Introduction to NLP (2) Exploring the Principle of TF-IDF

Time:2019-8-12

Introduction to TF-IDF

TF-IDF is a commonly used statistical method in NLP. It is used to evaluate the importance of a word to a document set or one of the documents in a corpus. TF-IDF is usually used to extract the features of a text, i.e. keywords.
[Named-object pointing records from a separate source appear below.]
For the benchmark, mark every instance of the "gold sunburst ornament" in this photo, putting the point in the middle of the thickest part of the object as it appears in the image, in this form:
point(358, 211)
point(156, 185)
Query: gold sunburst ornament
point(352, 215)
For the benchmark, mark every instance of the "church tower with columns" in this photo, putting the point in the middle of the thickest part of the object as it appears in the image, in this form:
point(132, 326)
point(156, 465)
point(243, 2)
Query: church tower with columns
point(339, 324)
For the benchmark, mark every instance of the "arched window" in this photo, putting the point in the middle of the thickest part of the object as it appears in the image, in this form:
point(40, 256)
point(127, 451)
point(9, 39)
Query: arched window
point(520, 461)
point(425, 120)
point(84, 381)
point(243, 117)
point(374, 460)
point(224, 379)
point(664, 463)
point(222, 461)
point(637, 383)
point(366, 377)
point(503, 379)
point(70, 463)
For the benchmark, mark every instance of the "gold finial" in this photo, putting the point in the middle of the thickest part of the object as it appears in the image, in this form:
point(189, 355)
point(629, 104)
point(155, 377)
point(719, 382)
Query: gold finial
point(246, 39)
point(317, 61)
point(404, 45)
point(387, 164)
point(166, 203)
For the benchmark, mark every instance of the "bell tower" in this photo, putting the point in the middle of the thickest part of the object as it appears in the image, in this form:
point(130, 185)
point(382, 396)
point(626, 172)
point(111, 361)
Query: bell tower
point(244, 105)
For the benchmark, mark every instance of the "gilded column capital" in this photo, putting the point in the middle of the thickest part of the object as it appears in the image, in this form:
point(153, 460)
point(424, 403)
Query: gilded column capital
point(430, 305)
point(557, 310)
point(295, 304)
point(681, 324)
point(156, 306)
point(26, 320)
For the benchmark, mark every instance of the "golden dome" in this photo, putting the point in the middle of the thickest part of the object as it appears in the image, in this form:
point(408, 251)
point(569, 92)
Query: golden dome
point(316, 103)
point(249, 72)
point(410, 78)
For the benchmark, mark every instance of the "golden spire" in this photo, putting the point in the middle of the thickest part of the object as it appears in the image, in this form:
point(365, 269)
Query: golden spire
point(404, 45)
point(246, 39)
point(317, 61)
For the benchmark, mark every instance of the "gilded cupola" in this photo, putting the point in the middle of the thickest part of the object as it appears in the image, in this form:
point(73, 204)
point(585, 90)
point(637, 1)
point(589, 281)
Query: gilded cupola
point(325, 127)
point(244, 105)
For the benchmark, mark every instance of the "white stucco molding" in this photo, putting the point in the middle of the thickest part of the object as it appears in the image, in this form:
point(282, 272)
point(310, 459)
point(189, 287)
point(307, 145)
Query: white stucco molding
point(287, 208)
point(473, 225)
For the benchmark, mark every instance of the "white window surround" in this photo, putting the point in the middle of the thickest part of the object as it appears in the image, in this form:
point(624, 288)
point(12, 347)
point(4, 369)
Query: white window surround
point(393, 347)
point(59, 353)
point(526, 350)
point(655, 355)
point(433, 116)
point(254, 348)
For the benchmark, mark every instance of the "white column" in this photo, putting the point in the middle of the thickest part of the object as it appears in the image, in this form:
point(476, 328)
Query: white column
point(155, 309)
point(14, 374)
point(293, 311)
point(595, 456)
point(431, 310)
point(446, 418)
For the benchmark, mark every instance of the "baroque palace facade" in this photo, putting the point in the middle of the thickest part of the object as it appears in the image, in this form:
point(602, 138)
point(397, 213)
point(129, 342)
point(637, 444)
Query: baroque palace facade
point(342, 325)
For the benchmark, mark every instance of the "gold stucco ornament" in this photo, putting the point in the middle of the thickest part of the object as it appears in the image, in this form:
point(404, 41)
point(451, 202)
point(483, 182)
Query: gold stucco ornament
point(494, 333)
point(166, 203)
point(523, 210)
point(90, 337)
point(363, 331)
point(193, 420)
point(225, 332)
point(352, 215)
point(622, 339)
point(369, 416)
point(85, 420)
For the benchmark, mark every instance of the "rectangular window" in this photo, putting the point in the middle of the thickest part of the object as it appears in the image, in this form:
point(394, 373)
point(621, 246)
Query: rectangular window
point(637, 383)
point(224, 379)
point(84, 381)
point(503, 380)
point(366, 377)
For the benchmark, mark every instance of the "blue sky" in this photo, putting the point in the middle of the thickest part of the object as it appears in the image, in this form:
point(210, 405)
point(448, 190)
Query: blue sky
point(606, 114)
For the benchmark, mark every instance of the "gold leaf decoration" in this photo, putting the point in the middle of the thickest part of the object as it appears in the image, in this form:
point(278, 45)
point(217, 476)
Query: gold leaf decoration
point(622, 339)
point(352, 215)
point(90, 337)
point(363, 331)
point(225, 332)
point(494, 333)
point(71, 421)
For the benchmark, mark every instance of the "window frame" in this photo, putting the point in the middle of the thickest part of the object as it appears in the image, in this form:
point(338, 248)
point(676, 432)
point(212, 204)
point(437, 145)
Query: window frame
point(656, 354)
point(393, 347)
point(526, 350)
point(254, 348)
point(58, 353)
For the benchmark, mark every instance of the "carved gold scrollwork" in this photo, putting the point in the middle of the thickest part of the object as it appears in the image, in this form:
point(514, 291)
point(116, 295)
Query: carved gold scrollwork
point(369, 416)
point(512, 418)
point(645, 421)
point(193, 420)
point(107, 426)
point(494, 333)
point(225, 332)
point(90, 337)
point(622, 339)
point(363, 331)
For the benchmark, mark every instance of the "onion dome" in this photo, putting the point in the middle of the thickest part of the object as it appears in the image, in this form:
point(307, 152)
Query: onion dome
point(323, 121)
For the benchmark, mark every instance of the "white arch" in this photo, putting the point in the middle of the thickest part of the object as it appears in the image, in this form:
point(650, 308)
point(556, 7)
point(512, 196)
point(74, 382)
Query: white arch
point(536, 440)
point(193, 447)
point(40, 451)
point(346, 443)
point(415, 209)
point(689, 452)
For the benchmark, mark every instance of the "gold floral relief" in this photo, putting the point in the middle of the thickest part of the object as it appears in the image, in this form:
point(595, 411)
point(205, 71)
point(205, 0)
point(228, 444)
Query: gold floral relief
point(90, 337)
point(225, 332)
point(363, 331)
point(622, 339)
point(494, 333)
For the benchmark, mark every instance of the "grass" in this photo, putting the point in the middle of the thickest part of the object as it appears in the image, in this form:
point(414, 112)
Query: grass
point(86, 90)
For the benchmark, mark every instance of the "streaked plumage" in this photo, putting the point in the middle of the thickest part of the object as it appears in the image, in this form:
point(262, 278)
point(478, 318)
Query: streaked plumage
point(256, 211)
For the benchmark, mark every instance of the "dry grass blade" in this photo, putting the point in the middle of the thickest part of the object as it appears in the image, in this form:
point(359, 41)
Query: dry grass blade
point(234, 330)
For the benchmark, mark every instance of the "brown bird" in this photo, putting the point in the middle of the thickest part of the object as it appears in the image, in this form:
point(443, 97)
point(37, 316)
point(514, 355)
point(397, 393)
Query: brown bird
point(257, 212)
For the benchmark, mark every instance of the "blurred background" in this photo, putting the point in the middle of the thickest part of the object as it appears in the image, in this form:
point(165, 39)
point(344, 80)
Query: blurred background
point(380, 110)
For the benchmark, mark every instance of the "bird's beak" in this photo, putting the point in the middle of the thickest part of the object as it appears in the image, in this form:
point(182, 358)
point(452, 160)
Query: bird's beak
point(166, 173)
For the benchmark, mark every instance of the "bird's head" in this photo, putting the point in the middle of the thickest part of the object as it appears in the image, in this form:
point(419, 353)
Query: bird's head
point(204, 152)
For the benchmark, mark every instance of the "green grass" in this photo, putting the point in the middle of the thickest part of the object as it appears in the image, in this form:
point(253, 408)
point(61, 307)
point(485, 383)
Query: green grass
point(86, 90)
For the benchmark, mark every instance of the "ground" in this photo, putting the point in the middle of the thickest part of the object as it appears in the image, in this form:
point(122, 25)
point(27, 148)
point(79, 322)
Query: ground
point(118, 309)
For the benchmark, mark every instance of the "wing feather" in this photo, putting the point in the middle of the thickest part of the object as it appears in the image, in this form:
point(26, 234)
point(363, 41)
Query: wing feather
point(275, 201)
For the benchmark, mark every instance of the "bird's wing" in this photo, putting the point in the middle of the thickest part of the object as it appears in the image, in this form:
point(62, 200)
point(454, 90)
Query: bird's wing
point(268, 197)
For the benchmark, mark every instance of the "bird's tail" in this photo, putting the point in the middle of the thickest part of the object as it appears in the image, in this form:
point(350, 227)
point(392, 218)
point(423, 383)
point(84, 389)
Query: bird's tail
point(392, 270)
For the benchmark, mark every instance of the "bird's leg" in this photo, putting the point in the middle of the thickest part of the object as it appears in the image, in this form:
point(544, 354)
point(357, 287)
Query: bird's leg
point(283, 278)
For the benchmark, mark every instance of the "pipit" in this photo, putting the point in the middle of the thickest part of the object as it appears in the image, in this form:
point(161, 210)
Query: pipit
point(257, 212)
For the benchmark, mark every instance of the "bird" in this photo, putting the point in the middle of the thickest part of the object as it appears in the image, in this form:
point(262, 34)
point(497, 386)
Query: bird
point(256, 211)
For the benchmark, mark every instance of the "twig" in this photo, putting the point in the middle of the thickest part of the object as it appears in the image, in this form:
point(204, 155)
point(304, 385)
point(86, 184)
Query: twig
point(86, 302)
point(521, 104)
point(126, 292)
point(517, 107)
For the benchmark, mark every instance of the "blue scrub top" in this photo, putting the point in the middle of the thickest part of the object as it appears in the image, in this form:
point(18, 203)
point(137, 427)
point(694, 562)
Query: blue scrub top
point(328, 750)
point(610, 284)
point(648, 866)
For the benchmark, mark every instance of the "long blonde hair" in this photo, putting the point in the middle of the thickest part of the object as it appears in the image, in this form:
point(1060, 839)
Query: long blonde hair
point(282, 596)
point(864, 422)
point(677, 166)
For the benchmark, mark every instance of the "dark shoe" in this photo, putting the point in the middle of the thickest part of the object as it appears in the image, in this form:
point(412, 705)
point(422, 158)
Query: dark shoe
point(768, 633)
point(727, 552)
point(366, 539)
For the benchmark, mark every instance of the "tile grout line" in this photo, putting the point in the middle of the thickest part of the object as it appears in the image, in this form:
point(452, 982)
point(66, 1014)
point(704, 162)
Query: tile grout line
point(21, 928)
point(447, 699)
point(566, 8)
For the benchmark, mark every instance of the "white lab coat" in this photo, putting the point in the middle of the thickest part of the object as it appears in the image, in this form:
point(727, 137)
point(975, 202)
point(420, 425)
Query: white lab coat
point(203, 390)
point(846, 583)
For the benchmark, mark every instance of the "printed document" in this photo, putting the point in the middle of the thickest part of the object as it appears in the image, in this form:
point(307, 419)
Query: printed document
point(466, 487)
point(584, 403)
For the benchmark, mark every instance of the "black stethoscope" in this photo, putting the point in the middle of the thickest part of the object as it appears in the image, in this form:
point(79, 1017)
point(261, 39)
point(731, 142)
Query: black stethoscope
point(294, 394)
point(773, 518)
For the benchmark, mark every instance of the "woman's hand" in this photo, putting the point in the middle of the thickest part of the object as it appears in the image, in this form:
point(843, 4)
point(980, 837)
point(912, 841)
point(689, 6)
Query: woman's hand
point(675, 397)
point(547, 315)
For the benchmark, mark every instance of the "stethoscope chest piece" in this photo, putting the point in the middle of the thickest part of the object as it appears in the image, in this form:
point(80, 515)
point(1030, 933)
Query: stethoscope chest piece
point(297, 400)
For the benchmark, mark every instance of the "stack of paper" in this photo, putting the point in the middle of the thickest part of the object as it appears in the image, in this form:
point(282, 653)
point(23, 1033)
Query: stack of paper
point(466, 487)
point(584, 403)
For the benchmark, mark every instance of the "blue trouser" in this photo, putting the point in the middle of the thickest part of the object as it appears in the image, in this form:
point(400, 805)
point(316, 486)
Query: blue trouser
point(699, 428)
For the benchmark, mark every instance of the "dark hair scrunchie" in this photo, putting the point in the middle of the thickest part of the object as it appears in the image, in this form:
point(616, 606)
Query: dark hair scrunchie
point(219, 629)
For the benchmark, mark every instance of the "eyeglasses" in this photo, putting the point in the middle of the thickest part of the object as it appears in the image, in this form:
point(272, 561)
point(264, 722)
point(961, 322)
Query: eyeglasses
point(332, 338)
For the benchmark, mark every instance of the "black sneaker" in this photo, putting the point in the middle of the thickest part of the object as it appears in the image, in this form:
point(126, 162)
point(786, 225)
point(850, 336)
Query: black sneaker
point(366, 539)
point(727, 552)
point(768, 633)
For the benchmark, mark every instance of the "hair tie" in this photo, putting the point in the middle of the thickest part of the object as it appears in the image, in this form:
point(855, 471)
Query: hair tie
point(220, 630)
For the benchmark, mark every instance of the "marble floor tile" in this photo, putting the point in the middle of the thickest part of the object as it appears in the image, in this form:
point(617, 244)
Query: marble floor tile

The importance of words increases with the number of times they appear in documents, but decreases inversely with the frequency they appear in corpus.
In NLP, the formula of TF-IDF is as follows:

            tfidf = tf*idf.

Among them, TF is Term Frequency and IDF is Inverse Document Frequency.
_tf is word frequency, that is, the frequency of a word appearing in a document. Suppose a word appearing I times in the whole document, while the whole document has N words, the value of TF is i/N.
_idf is the reverse file frequency, assuming that the entire document has n articles, and a word appears in K articles, the IDF value is

            idf=log2(n/k).

Of course, there will be slightly different formulas for calculating IDF values in different places. For example, some places will add 1 to the denominator K to prevent the denominator from being 0, and some places will add 1 to the denominator, which is the smoothing technique. In this paper, the original formula of IDF value is used, because it is consistent with the formula in gensim.
_Assuming that the entire document has a D article, the TFIDF value of the word I in the j article is

The above is the calculation method of TF-IDF.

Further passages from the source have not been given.